Reverb's Guide to Drumheads

Drumheads are some of the most noble and durable pieces of gear out there, taking beating after beating. Contrary to what the movie Whiplash leads people to believe, they don’t break with a single punch. If you treat them right, they consistently sing your praises and never fail to serve up just the timbre you want on a kit. Armed with the right set of heads, that battered set of shells in the corner of your basement can sound like a pristine set reserved for high-end studio time.

What kind of drumheads do you need for the sound you’re looking for? Single-ply, double-ply, hydraulic, clear, coated? There are so many types of heads on the market, you could fuse them all together and make the world’s biggest tom out of the Superdome. This guide will run through a bit of history on the modern drumhead and name the characteristics of basic types of heads. Grab your sticks and get ready to rock.


The drum is the oldest musical instrument in human society, so by logical extension, the drumhead is the oldest musical instrument part. The earliest instance of a taut membrane held in place over a hollow, cylindrical shell dates back to 8,000 BC in Babylonian and Sumerian cultures. Processed and tanned animal skin referred to as “rawhide” was stretched over both open ends of a hammered copper shell. While the main sources of rawhide heads were large mammals such as cows or deer, the Egyptians were known for using alligator rawhide. Turns out they look good on more than just wallets.

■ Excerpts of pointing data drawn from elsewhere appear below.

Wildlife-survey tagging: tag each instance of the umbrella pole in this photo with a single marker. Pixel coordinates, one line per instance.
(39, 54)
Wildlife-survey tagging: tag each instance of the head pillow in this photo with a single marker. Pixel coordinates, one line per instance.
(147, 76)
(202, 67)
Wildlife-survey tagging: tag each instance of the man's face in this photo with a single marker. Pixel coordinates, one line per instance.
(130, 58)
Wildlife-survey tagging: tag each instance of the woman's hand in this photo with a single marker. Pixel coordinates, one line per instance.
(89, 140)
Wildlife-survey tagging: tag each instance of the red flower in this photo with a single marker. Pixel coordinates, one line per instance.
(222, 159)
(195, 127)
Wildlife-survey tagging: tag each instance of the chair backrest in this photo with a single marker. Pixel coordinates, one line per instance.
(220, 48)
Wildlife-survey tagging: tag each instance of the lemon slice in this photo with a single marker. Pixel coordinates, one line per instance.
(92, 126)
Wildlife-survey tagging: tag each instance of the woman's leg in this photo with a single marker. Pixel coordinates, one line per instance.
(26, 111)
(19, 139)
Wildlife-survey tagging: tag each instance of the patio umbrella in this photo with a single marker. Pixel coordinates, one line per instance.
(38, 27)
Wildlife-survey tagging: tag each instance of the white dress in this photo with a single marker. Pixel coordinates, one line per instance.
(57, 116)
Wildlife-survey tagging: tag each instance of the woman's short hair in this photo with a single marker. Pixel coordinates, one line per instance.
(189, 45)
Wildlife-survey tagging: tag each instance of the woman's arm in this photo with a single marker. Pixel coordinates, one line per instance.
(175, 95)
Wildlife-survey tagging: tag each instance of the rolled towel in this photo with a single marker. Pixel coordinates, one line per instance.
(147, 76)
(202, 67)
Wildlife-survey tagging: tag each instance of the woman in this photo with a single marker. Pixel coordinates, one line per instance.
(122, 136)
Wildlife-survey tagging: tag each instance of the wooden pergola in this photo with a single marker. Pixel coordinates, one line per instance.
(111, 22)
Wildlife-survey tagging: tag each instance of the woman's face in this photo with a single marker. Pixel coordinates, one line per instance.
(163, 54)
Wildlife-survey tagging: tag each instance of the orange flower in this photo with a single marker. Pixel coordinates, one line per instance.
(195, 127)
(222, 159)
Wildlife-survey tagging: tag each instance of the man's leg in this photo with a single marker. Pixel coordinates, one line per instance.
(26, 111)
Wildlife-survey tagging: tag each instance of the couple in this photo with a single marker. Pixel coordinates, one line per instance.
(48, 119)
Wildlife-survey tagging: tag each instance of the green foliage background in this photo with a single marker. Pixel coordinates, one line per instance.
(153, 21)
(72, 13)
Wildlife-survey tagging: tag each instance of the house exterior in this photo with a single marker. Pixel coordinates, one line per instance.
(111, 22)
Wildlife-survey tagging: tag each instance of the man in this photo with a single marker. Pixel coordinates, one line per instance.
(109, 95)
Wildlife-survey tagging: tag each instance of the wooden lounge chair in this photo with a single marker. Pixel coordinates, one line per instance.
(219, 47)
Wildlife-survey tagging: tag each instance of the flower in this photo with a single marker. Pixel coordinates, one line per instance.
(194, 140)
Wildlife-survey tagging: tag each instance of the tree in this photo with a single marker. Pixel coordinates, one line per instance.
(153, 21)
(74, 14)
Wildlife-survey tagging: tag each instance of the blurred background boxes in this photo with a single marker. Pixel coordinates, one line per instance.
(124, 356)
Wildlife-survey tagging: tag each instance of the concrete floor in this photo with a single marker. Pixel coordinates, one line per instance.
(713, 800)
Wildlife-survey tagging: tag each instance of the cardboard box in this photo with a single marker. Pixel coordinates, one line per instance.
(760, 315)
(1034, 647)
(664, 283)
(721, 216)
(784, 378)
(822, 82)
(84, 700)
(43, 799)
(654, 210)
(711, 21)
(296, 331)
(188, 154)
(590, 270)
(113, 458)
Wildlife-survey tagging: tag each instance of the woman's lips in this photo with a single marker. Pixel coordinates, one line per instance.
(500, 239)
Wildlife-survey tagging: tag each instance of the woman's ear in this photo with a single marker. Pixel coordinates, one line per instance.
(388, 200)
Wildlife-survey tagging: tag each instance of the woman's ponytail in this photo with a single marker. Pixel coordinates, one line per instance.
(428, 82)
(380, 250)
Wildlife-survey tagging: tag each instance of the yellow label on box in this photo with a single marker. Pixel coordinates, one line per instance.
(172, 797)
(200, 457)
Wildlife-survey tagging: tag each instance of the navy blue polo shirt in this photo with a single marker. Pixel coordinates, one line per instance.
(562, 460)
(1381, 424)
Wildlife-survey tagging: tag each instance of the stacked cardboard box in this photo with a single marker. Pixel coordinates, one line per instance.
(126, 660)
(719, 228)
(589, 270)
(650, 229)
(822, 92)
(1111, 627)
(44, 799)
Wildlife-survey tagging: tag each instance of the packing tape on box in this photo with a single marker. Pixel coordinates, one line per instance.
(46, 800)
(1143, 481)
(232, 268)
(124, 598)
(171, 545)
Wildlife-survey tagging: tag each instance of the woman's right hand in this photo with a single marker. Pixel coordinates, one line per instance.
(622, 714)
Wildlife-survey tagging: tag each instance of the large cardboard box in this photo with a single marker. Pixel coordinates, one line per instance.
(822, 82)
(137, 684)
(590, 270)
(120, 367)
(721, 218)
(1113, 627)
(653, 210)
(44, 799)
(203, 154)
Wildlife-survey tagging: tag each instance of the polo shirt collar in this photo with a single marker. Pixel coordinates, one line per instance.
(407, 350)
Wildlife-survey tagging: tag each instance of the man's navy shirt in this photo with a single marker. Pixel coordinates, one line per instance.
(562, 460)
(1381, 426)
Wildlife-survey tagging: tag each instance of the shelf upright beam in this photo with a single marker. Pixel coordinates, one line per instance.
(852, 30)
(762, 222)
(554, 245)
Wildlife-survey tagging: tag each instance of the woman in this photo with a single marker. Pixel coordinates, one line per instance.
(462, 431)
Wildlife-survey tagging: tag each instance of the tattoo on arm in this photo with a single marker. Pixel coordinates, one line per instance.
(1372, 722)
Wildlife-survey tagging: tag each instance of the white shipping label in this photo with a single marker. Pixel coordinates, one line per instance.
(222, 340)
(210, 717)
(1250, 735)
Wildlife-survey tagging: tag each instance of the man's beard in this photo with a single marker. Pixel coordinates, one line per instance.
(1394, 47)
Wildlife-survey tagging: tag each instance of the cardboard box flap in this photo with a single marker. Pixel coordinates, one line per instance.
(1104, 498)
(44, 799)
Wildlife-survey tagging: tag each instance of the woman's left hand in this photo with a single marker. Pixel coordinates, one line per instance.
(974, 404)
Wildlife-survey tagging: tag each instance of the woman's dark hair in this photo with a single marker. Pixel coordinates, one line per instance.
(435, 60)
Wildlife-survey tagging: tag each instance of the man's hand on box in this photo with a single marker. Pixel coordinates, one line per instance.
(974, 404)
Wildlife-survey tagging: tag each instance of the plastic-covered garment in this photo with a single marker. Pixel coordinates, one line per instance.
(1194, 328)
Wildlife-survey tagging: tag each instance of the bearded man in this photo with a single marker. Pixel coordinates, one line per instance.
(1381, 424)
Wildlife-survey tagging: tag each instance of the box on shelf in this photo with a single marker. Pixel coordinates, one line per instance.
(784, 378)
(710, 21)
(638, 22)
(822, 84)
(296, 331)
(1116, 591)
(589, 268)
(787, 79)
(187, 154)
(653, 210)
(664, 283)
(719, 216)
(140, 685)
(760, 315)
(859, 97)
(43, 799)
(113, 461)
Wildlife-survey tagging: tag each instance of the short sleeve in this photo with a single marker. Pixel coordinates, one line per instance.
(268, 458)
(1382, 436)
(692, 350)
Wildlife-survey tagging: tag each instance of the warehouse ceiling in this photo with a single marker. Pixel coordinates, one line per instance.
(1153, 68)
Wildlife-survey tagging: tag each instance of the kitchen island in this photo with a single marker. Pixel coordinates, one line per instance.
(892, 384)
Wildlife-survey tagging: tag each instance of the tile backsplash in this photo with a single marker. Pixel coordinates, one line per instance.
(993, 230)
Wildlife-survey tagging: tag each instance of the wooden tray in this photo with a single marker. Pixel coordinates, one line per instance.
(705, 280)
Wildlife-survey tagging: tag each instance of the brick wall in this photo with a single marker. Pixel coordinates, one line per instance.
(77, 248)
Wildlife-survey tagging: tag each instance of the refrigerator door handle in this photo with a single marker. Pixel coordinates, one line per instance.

The evolution of the rawhide drumhead throughout history is a fascinating story deserving of its own article, so we won’t go into too much detail here. These instruments spanned geography and culture, appearing in variants throughout nearly every major society. The bodhran, the djembe, the tabla - all are examples of ancient drums still in production and the importance of drums through time.

Fast forward to the mid-20th century. The popularity of jazz and the emergence of rock n’ roll drive up the demand for drum sets. This is a problem for traditional rawhide drumheads, as they are notoriously time and energy-intensive to produce. In addition, they suffered from quick detuning in changing weather and broke easily in the high-volume environments of modern music. Enter Mylar.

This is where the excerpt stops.